New research shows a connection between the thymus and adult health. When I was a child in the early 1940s, doctors performed surgeries on children to remove a gland or organ because they thought it was vestigial and no longer needed. By the time I was in high school, my tonsils, adenoids, and appendix had all been removed. When my daughter Wendy became a teenager, she had repeated throat issues and infections. Her doctor refused to remove her tonsils or adenoids even though they were infected and hurting her repeatedly.
We know now that the tonsils and adenoids are an important part of the lymphatic system, keeping our bodies healthy by trapping harmful bacteria and viruses. As we have come to understand the immune system in humans, we have found that surgically removing the tonsils and adenoids can open us to infections. New research indicates the same is true of the thymus.
The thymus is a gland in the chest between the lungs, in front of and above the heart. It produces immune cells called T cells that protect against foreign invaders that could cause illness. In children, the thymus is very active, but after puberty, it shrinks. By then, the body has memory T cells specialized in attacking intruders the body has fought before. Since the thymus gradually becomes smaller, it is frequently removed in heart operations because it gets in the way.
Oncologist David Scadden and colleagues at Massachusetts General Hospital in Boston researched the thymus and adult health. They examined the health outcomes of 1,146 patients who had their thymus removed at the hospital between 1993 and 2020. They compared those with an equal number of patients who had the same surgeries but did not have their thymus removed. The death rate for those whose thymus was removed was three times higher than those who did not. Thymus removal was also associated with two times the risk of cancer within five years.
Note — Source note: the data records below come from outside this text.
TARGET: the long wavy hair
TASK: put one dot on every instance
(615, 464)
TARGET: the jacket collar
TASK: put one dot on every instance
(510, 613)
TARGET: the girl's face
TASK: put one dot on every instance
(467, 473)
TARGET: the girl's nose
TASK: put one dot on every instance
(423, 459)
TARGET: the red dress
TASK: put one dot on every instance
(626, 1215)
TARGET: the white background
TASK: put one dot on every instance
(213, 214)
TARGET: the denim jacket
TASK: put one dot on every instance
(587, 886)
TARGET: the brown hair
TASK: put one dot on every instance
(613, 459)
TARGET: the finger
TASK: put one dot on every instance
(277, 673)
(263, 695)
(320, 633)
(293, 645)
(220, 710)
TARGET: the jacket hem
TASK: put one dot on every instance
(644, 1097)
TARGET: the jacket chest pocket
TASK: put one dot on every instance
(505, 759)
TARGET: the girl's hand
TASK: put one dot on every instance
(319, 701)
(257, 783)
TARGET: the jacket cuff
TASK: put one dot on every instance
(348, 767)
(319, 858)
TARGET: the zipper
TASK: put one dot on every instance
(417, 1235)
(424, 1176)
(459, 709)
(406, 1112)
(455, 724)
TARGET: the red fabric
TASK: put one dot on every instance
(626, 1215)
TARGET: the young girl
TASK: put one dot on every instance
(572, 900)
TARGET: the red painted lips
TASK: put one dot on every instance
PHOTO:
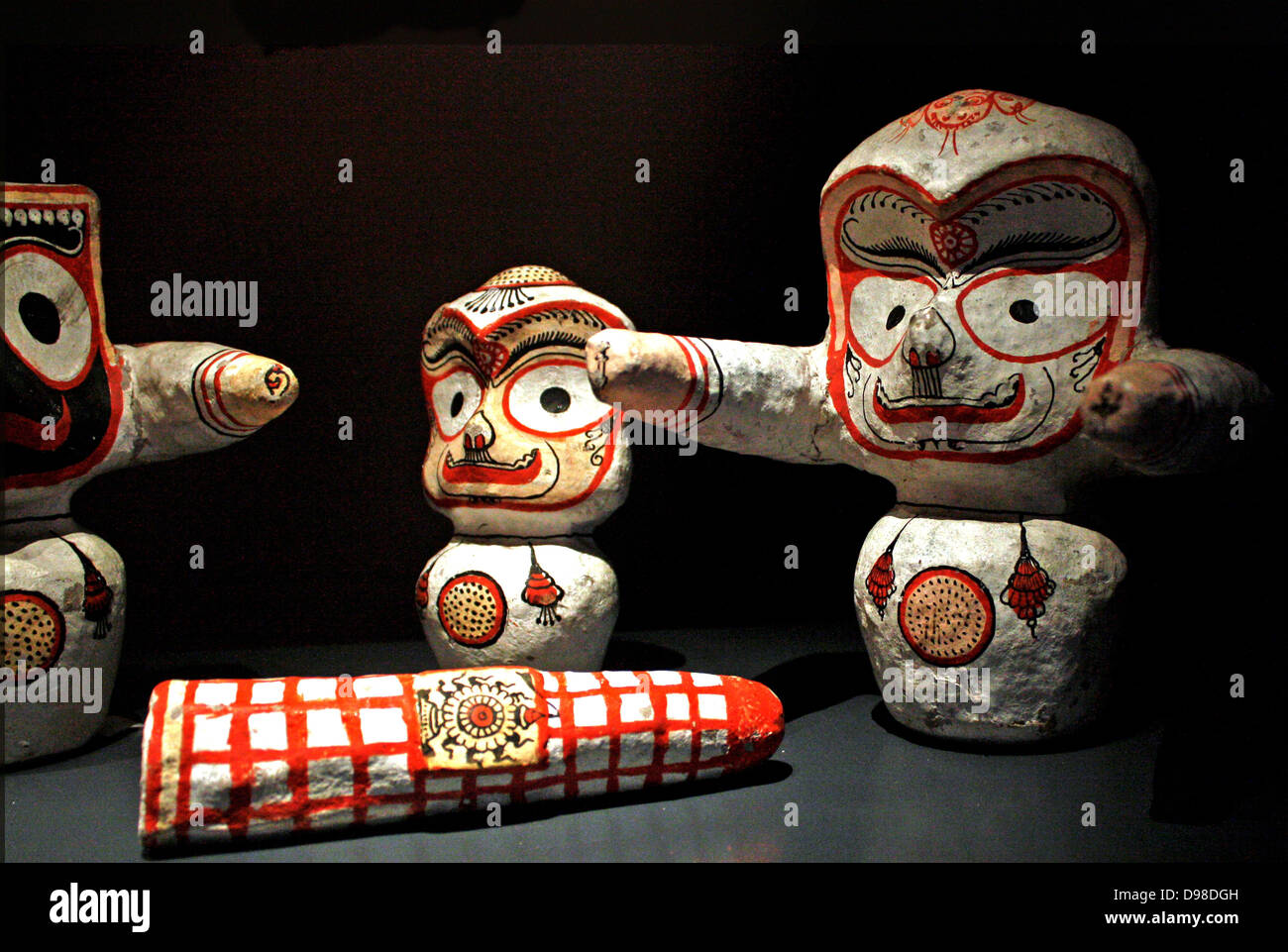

The thymus serves a purpose in childhood but may play a different role in adulthood. The researchers don’t know the cause of these striking numbers, but they show a strong connection between the thymus and adult health. We now know that the appendix, tonsils, and adenoids contribute to the body’s immune system to help keep us healthy. It appears that we should add the thymus to that list.
Psalms 139:14 says, “I will praise you, God, for I am fearfully and wonderfully made: marvelous are your works..” We don’t have to look far to see God’s wisdom and design in creation. Just look in the mirror.